Иванка раскачивал стоя. Крепкие руки его туго натягивали веревку, и качели взлетали все выше и выше, и Аленка ахала, замирая на высоте.
— Не бойсь, не бойсь, ничего! — с довольной улыбкой мужского превосходства бодрил Иванка.
И уже их качель взлетала выше других, и все, кто собирался на площади, подымали головы и кричали:
— Буде! Уж буде! Сорвешься, пострел окаянный!
Иванке казалось, что он летит выше всего мира со своей прекрасной царевной и под ним не простая базарная качель, а ковер-самолет, под которым внизу и моря, и леса, и горы…
Гудели литавры, визжали волынки, пели рожки.
Веселый спустился Иванка на площадь, и внизу все еще его большой рот расплывался в улыбку.
Вдруг в пестрой толпе мелькнуло встревоженное лицо Томилы. Иванка встретился взглядом с его озабоченными глазами, и какое-то смутное предчувствие беды охватило его холодком, а лоб под шапкой покрылся мгновенно выступившей испариной.
Подьячий глазами позвал его в сторону, и Иванка шагнул к нему.
— Идем живей, — сказал Томила. — Отца на торг провезли кнутом казнить…
Эти слова донеслись до Иванки словно откуда-то из колодца, в одно и то же время и отдаленные и повторяющиеся неумолкающим отзвуком, будто гром… Непонимающим взглядом, растерянно посмотрел Иванка на летописца, на Якуню и на Аленку. Словно в тумане увидел он, как скривились в жалобную гримасу сочувствия улыбающиеся губы Якуни и как в расширенных, округлившихся глазах Аленки скопилась теплая влага.
Иванка вдруг повернулся и, не сказав никому ни слова, помчался по площади к месту казней…
Ожесточенно расталкивал он локтями базарную толпу. От волнения и быстрого бега больно колотилось сердце…
У места казни тесной кучкой сгрудился разный народ — зеваки всевозможных чинов и званий.
Кнут уже сделал свое жестокое дело. На рогоже, на рыжем, словно ржавом, снегу, у позорного столба лежали два окровавленных неподвижных тела. В большом истерзанном человеке Иванка бы не признал отца: сплошные лоскутья кровавого рваного мяса покрыли его обнаженную спину. У Иванки затряслись губы и побелело лицо. Вид запоротого отца его испугал, особенно потому, что после пыток Иванка уже не ждал для него еще нового наказания… Сквозь скопище ротозеев протолкался Иванка к столбу.

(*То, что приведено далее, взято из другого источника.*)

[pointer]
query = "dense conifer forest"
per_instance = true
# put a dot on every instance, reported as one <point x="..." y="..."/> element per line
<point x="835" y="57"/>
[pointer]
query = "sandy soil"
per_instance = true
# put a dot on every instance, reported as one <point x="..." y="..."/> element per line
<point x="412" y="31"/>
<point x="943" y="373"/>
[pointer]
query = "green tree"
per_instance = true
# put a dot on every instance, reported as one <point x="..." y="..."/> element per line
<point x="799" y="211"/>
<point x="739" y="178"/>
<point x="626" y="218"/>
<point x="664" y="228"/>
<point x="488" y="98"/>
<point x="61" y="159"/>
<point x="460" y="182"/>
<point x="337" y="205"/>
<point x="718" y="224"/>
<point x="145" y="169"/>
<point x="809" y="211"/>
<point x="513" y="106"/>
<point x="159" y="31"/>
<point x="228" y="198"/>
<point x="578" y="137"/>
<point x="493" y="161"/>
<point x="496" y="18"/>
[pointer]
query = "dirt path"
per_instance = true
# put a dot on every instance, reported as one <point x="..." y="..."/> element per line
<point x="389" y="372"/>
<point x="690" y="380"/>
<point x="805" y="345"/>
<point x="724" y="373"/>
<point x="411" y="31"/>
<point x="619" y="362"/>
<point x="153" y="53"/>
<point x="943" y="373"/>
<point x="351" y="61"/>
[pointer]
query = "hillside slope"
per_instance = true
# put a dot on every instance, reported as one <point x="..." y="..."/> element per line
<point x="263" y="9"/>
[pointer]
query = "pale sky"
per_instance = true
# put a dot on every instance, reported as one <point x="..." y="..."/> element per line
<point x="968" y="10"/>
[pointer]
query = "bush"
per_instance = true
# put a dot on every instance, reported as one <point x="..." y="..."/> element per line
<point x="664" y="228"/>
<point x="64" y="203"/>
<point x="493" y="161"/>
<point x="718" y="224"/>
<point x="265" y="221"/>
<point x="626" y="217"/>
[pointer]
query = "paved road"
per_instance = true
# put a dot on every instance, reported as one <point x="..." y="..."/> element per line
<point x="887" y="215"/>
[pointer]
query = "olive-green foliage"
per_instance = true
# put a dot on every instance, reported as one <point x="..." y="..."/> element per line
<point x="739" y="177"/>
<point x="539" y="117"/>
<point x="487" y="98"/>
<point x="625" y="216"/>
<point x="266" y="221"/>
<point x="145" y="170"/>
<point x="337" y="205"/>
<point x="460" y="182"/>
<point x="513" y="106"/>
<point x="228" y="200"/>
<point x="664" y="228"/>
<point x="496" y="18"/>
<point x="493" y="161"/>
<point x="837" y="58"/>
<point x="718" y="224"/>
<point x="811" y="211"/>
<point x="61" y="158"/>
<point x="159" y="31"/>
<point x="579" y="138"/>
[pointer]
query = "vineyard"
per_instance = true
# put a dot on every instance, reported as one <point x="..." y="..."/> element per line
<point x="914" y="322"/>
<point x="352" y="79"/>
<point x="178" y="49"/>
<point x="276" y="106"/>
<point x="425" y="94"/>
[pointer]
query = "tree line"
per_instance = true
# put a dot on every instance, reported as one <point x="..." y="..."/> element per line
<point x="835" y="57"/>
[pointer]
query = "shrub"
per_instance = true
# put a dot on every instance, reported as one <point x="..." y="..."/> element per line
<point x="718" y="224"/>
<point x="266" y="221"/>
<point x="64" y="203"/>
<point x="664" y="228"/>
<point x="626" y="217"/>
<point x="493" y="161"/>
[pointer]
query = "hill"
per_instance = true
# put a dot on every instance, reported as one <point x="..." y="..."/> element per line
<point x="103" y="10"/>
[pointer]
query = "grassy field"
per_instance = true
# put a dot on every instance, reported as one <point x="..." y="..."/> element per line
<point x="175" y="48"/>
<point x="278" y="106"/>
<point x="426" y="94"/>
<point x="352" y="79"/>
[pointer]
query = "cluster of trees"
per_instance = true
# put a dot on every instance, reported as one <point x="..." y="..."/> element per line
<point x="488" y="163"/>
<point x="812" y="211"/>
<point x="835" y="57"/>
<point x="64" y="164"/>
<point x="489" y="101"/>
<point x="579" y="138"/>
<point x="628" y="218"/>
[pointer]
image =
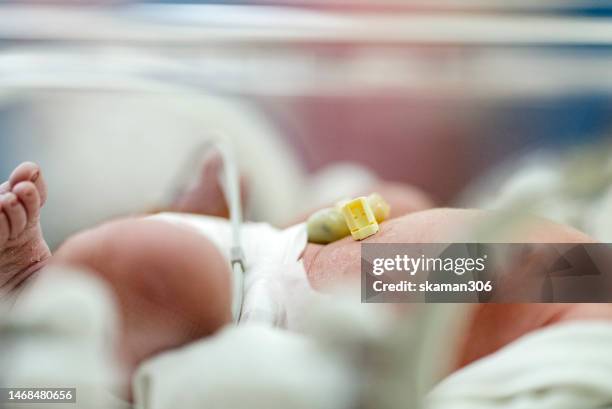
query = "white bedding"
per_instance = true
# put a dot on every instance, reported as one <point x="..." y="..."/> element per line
<point x="565" y="366"/>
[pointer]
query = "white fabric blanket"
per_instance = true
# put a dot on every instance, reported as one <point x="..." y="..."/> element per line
<point x="565" y="366"/>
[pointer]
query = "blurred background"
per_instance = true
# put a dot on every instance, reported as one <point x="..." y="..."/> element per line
<point x="114" y="98"/>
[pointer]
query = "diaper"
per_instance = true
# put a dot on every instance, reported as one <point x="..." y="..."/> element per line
<point x="275" y="280"/>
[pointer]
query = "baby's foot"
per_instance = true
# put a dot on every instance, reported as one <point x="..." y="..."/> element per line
<point x="23" y="250"/>
<point x="205" y="195"/>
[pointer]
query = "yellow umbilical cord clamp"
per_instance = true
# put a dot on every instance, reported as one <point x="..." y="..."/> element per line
<point x="360" y="218"/>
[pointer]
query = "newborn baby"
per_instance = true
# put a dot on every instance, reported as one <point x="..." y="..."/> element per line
<point x="172" y="282"/>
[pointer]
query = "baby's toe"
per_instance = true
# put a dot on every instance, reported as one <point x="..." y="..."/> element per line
<point x="5" y="229"/>
<point x="30" y="172"/>
<point x="30" y="199"/>
<point x="5" y="188"/>
<point x="15" y="213"/>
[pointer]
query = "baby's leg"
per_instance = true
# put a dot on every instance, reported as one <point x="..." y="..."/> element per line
<point x="23" y="250"/>
<point x="172" y="284"/>
<point x="491" y="326"/>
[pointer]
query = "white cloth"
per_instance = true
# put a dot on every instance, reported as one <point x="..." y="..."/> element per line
<point x="564" y="366"/>
<point x="275" y="283"/>
<point x="246" y="367"/>
<point x="60" y="334"/>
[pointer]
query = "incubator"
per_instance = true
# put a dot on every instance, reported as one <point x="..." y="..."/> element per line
<point x="121" y="100"/>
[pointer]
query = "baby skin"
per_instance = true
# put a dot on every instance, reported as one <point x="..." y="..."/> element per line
<point x="173" y="286"/>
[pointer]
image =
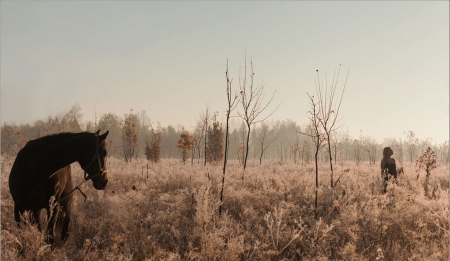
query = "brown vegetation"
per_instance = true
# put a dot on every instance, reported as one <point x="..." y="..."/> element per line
<point x="172" y="215"/>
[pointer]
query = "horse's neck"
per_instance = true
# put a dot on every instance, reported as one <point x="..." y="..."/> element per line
<point x="74" y="149"/>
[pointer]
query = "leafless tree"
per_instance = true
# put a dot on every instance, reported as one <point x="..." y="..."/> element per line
<point x="266" y="137"/>
<point x="370" y="146"/>
<point x="204" y="119"/>
<point x="252" y="100"/>
<point x="232" y="100"/>
<point x="329" y="111"/>
<point x="317" y="136"/>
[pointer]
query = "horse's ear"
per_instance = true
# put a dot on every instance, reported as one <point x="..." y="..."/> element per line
<point x="103" y="136"/>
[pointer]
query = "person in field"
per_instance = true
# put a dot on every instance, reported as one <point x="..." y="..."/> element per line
<point x="388" y="167"/>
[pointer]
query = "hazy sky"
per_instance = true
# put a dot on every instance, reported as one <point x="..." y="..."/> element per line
<point x="168" y="58"/>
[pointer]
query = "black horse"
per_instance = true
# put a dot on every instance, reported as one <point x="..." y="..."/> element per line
<point x="42" y="170"/>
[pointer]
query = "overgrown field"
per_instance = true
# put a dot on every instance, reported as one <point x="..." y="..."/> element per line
<point x="170" y="212"/>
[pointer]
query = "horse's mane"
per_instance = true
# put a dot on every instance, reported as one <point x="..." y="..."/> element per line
<point x="56" y="138"/>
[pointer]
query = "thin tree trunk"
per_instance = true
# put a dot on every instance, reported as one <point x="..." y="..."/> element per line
<point x="224" y="165"/>
<point x="331" y="161"/>
<point x="317" y="176"/>
<point x="246" y="149"/>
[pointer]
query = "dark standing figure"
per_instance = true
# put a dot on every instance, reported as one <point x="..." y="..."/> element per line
<point x="388" y="167"/>
<point x="42" y="170"/>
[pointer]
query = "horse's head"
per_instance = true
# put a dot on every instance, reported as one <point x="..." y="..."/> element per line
<point x="96" y="170"/>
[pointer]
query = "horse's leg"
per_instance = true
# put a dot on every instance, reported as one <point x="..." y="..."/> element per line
<point x="17" y="213"/>
<point x="66" y="220"/>
<point x="65" y="205"/>
<point x="52" y="224"/>
<point x="37" y="217"/>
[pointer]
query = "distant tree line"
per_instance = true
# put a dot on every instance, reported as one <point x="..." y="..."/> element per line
<point x="133" y="136"/>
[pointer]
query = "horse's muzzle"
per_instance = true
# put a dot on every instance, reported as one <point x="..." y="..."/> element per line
<point x="101" y="181"/>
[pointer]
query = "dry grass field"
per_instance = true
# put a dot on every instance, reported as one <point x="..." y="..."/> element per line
<point x="170" y="212"/>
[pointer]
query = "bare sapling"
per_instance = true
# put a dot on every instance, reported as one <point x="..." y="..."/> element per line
<point x="329" y="110"/>
<point x="233" y="100"/>
<point x="252" y="100"/>
<point x="426" y="162"/>
<point x="318" y="138"/>
<point x="266" y="138"/>
<point x="204" y="118"/>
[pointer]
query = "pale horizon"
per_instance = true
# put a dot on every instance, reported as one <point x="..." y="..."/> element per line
<point x="168" y="58"/>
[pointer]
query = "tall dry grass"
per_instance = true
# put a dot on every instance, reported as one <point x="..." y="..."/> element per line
<point x="172" y="215"/>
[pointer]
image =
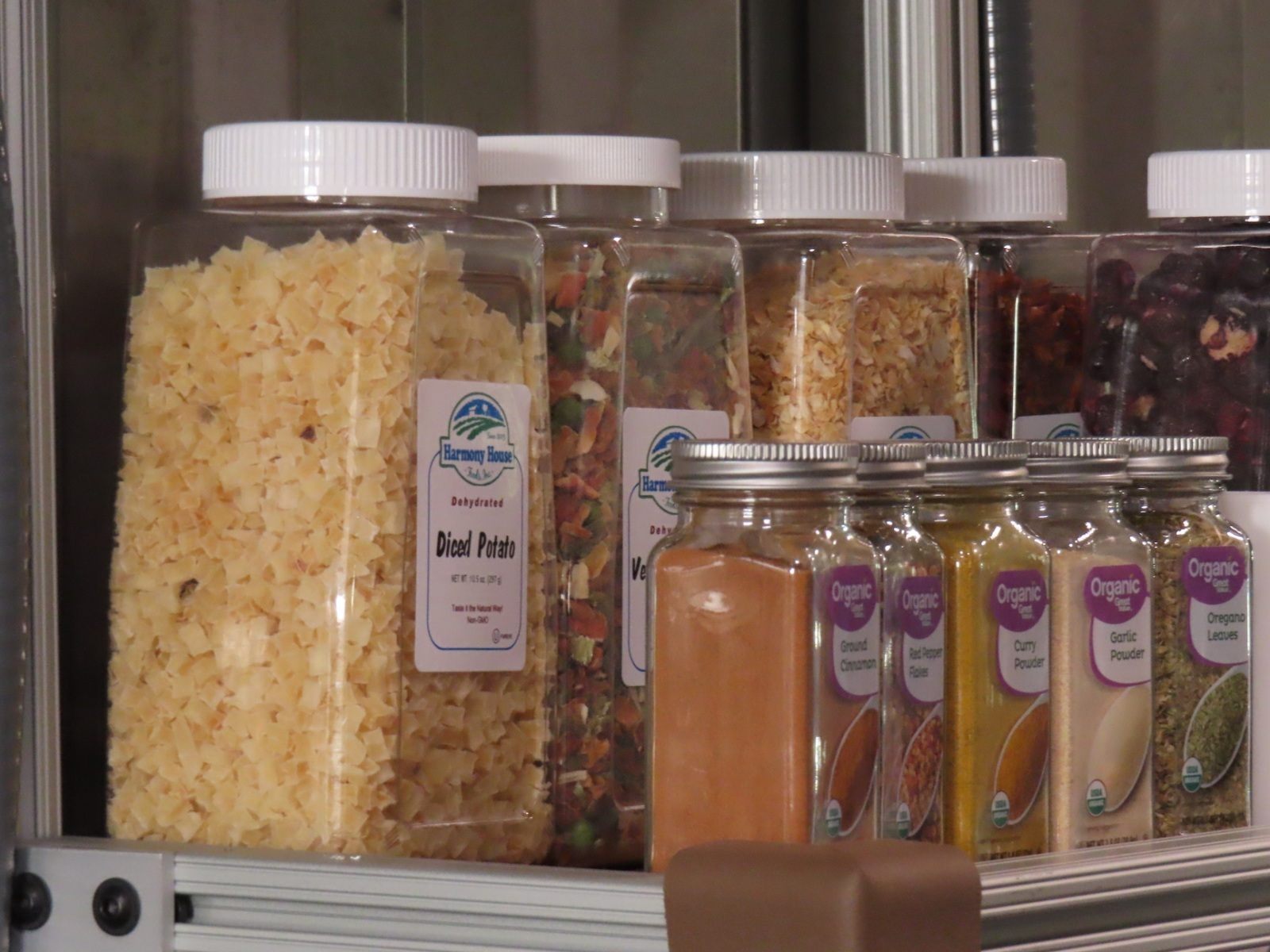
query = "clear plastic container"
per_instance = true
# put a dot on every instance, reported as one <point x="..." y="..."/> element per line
<point x="996" y="780"/>
<point x="1028" y="285"/>
<point x="855" y="329"/>
<point x="1100" y="659"/>
<point x="1202" y="603"/>
<point x="765" y="720"/>
<point x="910" y="782"/>
<point x="1180" y="338"/>
<point x="1180" y="346"/>
<point x="319" y="644"/>
<point x="647" y="346"/>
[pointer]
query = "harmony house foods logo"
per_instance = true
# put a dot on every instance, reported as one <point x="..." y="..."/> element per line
<point x="479" y="444"/>
<point x="1066" y="431"/>
<point x="654" y="479"/>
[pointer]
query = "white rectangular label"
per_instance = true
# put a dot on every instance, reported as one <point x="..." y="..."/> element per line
<point x="648" y="511"/>
<point x="869" y="429"/>
<point x="471" y="526"/>
<point x="1049" y="427"/>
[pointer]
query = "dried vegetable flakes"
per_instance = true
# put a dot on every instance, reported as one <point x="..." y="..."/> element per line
<point x="632" y="323"/>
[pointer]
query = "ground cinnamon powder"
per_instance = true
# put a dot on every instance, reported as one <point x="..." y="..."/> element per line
<point x="732" y="696"/>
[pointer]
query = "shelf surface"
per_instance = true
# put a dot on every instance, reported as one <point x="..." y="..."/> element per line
<point x="1202" y="894"/>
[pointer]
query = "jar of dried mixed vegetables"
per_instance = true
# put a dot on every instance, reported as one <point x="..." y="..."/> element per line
<point x="765" y="720"/>
<point x="1026" y="285"/>
<point x="914" y="622"/>
<point x="647" y="347"/>
<point x="1203" y="616"/>
<point x="318" y="641"/>
<point x="854" y="329"/>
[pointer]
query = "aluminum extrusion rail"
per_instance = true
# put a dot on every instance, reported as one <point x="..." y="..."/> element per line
<point x="1203" y="894"/>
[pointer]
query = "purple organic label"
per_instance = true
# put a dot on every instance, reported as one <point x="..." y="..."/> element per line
<point x="852" y="596"/>
<point x="1213" y="574"/>
<point x="1019" y="598"/>
<point x="1115" y="593"/>
<point x="921" y="606"/>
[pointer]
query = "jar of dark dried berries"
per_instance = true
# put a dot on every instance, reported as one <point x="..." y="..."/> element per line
<point x="1026" y="285"/>
<point x="1180" y="343"/>
<point x="645" y="347"/>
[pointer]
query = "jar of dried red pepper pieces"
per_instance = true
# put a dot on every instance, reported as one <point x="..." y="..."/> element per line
<point x="647" y="346"/>
<point x="854" y="328"/>
<point x="1026" y="285"/>
<point x="1180" y="347"/>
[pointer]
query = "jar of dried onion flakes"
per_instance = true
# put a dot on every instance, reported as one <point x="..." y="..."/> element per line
<point x="1026" y="285"/>
<point x="318" y="641"/>
<point x="647" y="346"/>
<point x="854" y="329"/>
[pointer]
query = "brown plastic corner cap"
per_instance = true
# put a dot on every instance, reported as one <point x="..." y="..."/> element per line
<point x="876" y="896"/>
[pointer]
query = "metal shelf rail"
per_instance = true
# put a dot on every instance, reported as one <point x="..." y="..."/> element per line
<point x="1206" y="894"/>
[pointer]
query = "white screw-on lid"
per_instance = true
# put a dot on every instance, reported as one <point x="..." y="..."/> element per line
<point x="634" y="162"/>
<point x="987" y="190"/>
<point x="1229" y="183"/>
<point x="340" y="160"/>
<point x="756" y="186"/>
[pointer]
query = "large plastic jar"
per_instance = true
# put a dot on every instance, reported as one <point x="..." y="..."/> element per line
<point x="855" y="329"/>
<point x="647" y="346"/>
<point x="1202" y="603"/>
<point x="1100" y="657"/>
<point x="996" y="702"/>
<point x="765" y="720"/>
<point x="318" y="643"/>
<point x="1180" y="346"/>
<point x="1026" y="285"/>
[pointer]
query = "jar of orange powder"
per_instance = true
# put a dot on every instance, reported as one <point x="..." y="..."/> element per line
<point x="766" y="626"/>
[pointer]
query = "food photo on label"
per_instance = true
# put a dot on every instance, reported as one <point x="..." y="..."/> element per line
<point x="1100" y="643"/>
<point x="647" y="346"/>
<point x="765" y="588"/>
<point x="997" y="701"/>
<point x="1202" y="634"/>
<point x="914" y="647"/>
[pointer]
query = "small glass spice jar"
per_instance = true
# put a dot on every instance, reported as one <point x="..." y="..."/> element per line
<point x="765" y="720"/>
<point x="855" y="330"/>
<point x="1026" y="285"/>
<point x="912" y="668"/>
<point x="1100" y="781"/>
<point x="996" y="702"/>
<point x="645" y="346"/>
<point x="1202" y="607"/>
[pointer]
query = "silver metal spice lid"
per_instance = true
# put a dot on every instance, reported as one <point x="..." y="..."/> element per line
<point x="1162" y="459"/>
<point x="721" y="463"/>
<point x="1079" y="461"/>
<point x="895" y="465"/>
<point x="976" y="463"/>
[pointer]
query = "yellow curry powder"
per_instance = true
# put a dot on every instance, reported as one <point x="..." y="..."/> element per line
<point x="996" y="797"/>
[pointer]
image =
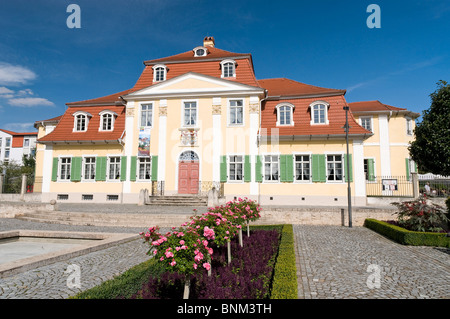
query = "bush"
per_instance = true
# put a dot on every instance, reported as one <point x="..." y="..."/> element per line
<point x="407" y="237"/>
<point x="418" y="215"/>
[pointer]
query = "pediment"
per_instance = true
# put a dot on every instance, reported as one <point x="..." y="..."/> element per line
<point x="193" y="84"/>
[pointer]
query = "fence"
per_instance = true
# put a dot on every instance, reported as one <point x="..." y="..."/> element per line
<point x="391" y="186"/>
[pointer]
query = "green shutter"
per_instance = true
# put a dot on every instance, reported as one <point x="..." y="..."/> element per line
<point x="155" y="168"/>
<point x="371" y="169"/>
<point x="55" y="169"/>
<point x="258" y="167"/>
<point x="100" y="168"/>
<point x="247" y="169"/>
<point x="407" y="169"/>
<point x="223" y="169"/>
<point x="318" y="168"/>
<point x="349" y="162"/>
<point x="75" y="169"/>
<point x="123" y="168"/>
<point x="133" y="168"/>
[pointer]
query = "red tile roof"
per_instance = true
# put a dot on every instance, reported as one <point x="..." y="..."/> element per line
<point x="286" y="87"/>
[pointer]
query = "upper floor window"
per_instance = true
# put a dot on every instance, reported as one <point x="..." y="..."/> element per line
<point x="107" y="120"/>
<point x="285" y="114"/>
<point x="228" y="68"/>
<point x="236" y="112"/>
<point x="159" y="73"/>
<point x="319" y="113"/>
<point x="81" y="121"/>
<point x="190" y="113"/>
<point x="366" y="122"/>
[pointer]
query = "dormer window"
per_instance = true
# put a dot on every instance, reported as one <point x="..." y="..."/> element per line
<point x="159" y="73"/>
<point x="228" y="68"/>
<point x="81" y="121"/>
<point x="319" y="113"/>
<point x="285" y="113"/>
<point x="200" y="51"/>
<point x="107" y="118"/>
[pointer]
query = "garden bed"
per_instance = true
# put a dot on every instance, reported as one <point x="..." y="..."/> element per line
<point x="264" y="268"/>
<point x="407" y="237"/>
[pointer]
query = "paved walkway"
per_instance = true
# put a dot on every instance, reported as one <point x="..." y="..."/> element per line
<point x="332" y="262"/>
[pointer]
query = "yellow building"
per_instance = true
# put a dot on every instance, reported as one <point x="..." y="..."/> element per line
<point x="200" y="119"/>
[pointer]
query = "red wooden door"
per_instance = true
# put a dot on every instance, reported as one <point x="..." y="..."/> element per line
<point x="188" y="175"/>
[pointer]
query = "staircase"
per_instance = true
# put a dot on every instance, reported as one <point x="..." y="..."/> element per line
<point x="178" y="200"/>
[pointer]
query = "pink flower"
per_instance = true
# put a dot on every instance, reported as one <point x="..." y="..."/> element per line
<point x="207" y="266"/>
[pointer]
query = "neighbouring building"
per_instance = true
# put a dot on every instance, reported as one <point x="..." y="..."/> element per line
<point x="13" y="146"/>
<point x="201" y="119"/>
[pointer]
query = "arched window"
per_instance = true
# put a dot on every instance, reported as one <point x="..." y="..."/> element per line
<point x="285" y="114"/>
<point x="81" y="121"/>
<point x="228" y="68"/>
<point x="159" y="73"/>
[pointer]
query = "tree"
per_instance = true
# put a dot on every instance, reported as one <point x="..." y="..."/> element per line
<point x="431" y="147"/>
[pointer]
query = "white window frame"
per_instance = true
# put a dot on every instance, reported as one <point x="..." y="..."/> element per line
<point x="230" y="107"/>
<point x="83" y="168"/>
<point x="205" y="51"/>
<point x="138" y="168"/>
<point x="151" y="115"/>
<point x="156" y="75"/>
<point x="222" y="66"/>
<point x="302" y="181"/>
<point x="264" y="168"/>
<point x="313" y="105"/>
<point x="291" y="114"/>
<point x="183" y="109"/>
<point x="78" y="114"/>
<point x="229" y="163"/>
<point x="108" y="172"/>
<point x="364" y="118"/>
<point x="68" y="171"/>
<point x="342" y="167"/>
<point x="102" y="120"/>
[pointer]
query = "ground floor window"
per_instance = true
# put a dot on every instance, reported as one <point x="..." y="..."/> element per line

— Убили его? — спросил он сдавленным голосом.
— Живуч! Очнется! — пренебрежительно ответил приказный. — А ты ему кто?
— Сын.
— Веди поручных[149]
. Государев указ — «выбить дурь кнутом да пустить на поруки».— Куда? — в замешательстве переспросил Иванка.
В это время к ним подоспел Томила.
— Ты, Иван, лошадь скорей ряди. Я тут улажу, — сказал он.
Когда Иванка привел лошадь и вместе с Томилой поднял отца, Истома очнулся.
— Тише, сыпок, побито все у меня, окалечено… — запекшимися губами, без голоса, пролепетал он.
Бабка Ариша охнула горько и больно, увидев Истому. Она сроднилась со всей семьей, и суровый Истома был ей дорог и близок, как сын.
Иванка крепился. Когда же бабка послала его за костоправом, выйдя из дому, он не сумел сдержать слез.
Когда после пасхи пришло по обычаю переизбирать старшину площадных подьячих, воевода вызвал из них четверых и наказал, чтобы Томиле Слепому больше в старшинах не быть.
— Не серчай, Томила Иваныч, — доброжелательно шепнули ему, — тебя не велит выбирать воевода…
И, освобожденный от старшинских обязанностей, Томила опять возвратился к столбцам своей «Правды».
«Благо, лето настало, — писал он, — пишу без свечи. Ныне свечи — дорог товар на торгу…
И войны нет ныне, и урожай дался, а нет никому достатка. Кой черт перед богом за то ответчик?
Я человечишко малый, подьячишко на торгу мычусь, и что вижу? Каково житье людям? На хлеб, на сало, на масло, на мед и на все съестное надорожь впятеры. А кто животы хочет продать для прокорма, тому горе: рухлядь, и сбрую, и юфть, и скотину — никто не берет.